Now——to use the data for making predictions for the 1956 fall populations. Landowner reports indicated that approximately eight to ten per cent of the herd was harvested in 1955. Less than half of those reporting deer also reported a harvest of deer from their ranch or farm. Hunter success was high during 1955. All this data suggests that the herd was definitely not overshot during 1955 and that a considerable portion of the herd was not even subjected to shooting pressure. Age data revealed an annual increment to the herd of at least 25 per cent—considerably more than the eight to ten per cent harvest which the landowners reported.

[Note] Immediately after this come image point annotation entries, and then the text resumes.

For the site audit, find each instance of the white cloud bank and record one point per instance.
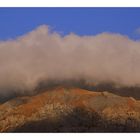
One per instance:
(42, 54)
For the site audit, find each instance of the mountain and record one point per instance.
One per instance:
(65, 109)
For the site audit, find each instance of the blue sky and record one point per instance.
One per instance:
(82, 21)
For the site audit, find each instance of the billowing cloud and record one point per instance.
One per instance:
(42, 54)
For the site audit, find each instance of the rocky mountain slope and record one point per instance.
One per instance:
(70, 110)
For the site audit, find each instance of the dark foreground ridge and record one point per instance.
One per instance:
(64, 109)
(46, 85)
(80, 120)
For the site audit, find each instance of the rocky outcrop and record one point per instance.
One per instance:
(70, 110)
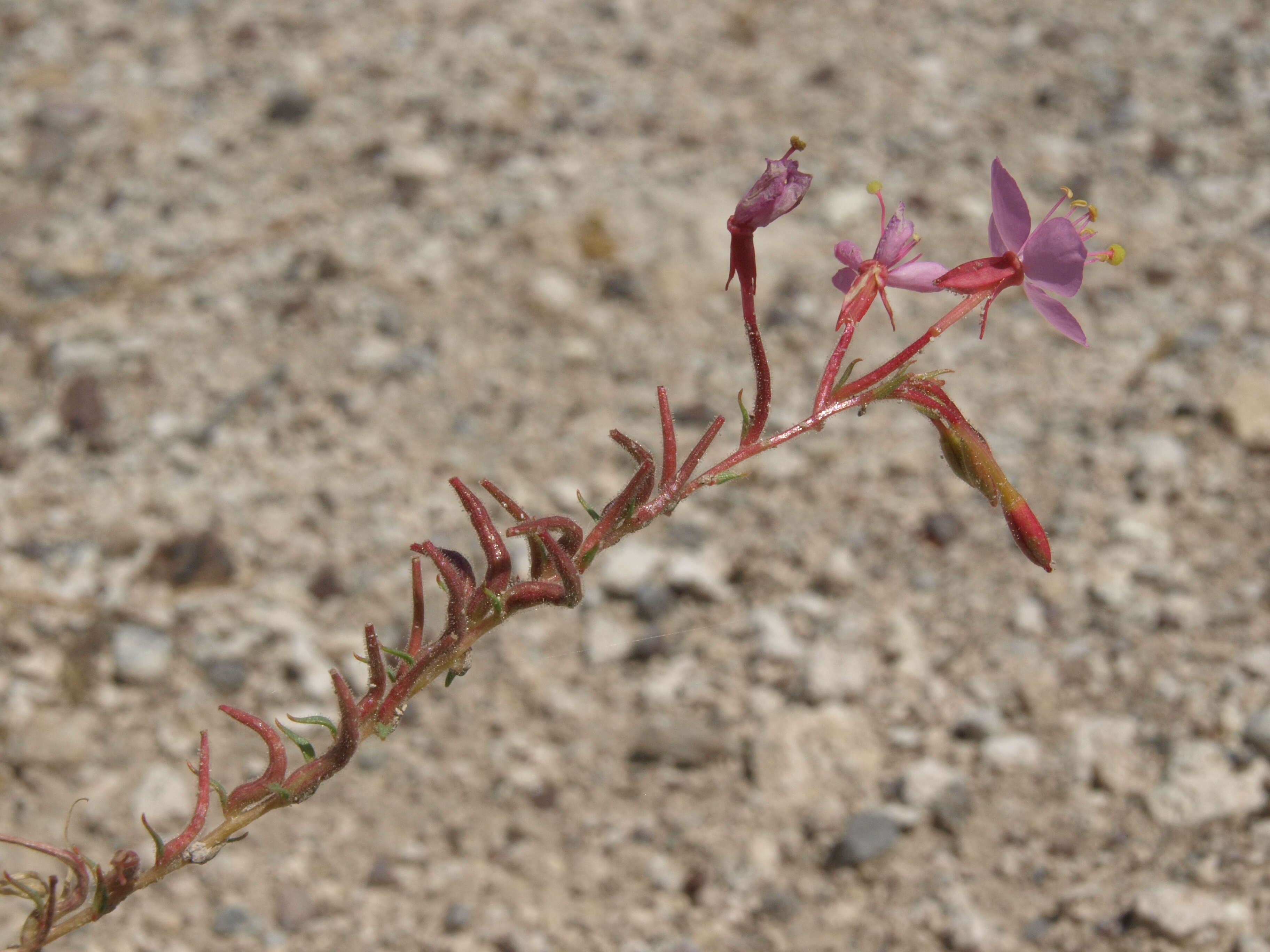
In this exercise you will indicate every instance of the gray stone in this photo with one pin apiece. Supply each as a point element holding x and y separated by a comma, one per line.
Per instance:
<point>953,808</point>
<point>869,834</point>
<point>1201,785</point>
<point>292,908</point>
<point>459,917</point>
<point>232,921</point>
<point>832,673</point>
<point>977,725</point>
<point>682,742</point>
<point>775,636</point>
<point>1246,409</point>
<point>1179,912</point>
<point>141,656</point>
<point>1013,752</point>
<point>926,780</point>
<point>1256,732</point>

WHEN all these facts are considered relative to each other and considering the reproductive potential of deer, only one conclusion can be drawn. Hunters taking to the field in 1956 can expect even higher deer populations in the Panhandle than those encountered in 1955. Deer taken during 1955 were in good physical condition and for the present there is no reason to suspect that physical qualities of those harvested in 1956 will be any poorer. Permittees should again have a successful season in the Panhandle.

Data for the Missouri River herd and the herd in the Sandhills is not so complete. Age composition of the buck kill, however, revealed a high number of young animals and the physical condition was on a par with those taken in the Panhandle. It appears that the Sandhills herd is continuing to increase and hunters should experience good success during 1956. Hunting along the Missouri River should be about the same as for 1955.

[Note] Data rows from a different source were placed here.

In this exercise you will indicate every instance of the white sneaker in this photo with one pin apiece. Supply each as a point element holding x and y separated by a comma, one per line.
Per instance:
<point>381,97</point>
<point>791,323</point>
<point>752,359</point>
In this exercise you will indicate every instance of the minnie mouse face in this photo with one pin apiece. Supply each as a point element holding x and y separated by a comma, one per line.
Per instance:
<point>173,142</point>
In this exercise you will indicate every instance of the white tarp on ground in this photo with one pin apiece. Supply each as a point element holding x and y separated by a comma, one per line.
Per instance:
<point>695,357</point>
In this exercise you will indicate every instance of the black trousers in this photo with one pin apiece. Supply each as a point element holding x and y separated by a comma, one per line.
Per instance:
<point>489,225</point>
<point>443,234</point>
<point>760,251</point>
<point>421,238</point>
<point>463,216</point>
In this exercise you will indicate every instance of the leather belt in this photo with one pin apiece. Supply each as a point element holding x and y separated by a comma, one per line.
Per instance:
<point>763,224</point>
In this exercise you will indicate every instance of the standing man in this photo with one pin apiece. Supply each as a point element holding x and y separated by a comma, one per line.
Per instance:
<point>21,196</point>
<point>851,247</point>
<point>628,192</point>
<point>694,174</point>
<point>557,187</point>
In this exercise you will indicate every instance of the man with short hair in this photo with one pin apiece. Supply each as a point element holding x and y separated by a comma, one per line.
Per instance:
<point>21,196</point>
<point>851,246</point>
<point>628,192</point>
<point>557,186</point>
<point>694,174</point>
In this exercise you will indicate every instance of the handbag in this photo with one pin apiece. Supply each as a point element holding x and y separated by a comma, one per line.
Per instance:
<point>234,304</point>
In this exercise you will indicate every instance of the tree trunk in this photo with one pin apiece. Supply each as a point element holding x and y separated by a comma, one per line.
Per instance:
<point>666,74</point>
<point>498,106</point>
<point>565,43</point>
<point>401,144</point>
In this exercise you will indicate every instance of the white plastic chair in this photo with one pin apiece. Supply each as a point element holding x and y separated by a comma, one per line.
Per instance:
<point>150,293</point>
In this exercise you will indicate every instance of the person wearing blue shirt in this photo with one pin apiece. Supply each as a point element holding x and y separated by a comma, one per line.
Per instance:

It is difficult to estimate the number of deer that will be harvested in 1956 since it is doubtful that enough eligible applicants are available to utilize all the permits allotted. In 1955, 6250 permits were allotted for all areas open to hunting but only 5,597 permits were issued. Too few applications were received to fill permit quotas in the Pine Ridge and Upper Platte areas of the Panhandle. For 1956, the number of allotted permits has been increased again and the areas open to hunting extended. It is likely that too few applications will be received in 1956 to meet the permit quotas. If all 9,650 permits are taken, however, the 1956 deer harvest should be in the neighborhood of 6,500 deer for approximately 70 per cent of the 22 OUTDOOR NEBRASKA   permittees can expect to get their deer.

In the Future

WHAT can we expect from future deer seasons in Nebraska? How many deer can we expect to harvest in the years to come?

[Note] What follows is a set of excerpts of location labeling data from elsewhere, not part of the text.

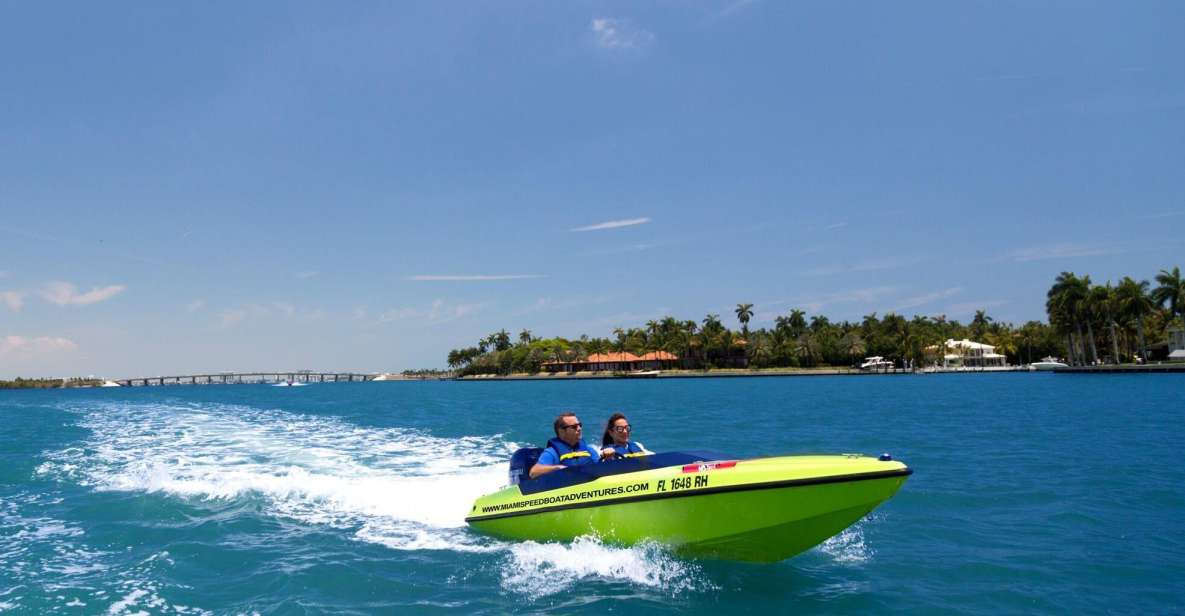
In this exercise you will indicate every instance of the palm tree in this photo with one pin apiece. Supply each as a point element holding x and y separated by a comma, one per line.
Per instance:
<point>1103,306</point>
<point>1134,305</point>
<point>744,312</point>
<point>501,340</point>
<point>805,347</point>
<point>1171,290</point>
<point>1064,302</point>
<point>979,325</point>
<point>796,321</point>
<point>758,350</point>
<point>853,345</point>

One may place himself on a very small limb by making predictions too far in the future but certain factors are now recognized which may enable us to project a few thoughts.

Nebraska is in a rather fortunate position. We have a relatively young herd that is for the most part still in balance with its range requirements. We are in a position to profit from the experience of many other states with relatively older deer herds. Considerable information has been published on various deer herds and we now know what to expect from deer populations and what can happen if deer should become too numerous.

There are certain basic principles that we must recognize as a background for looking into the future. Definite biological and economic limits exist and we should not expect to build a deer herd beyond these limits. In some areas, economic limits may be reached before biological limits depending upon the dominant land use. Most of our deer hunting is on private lands and if the population becomes too great, many landowners will be subject to excessive crop depredation. The landowner depends upon his land and produce for a livelihood and we must recognize and consider these economic limits.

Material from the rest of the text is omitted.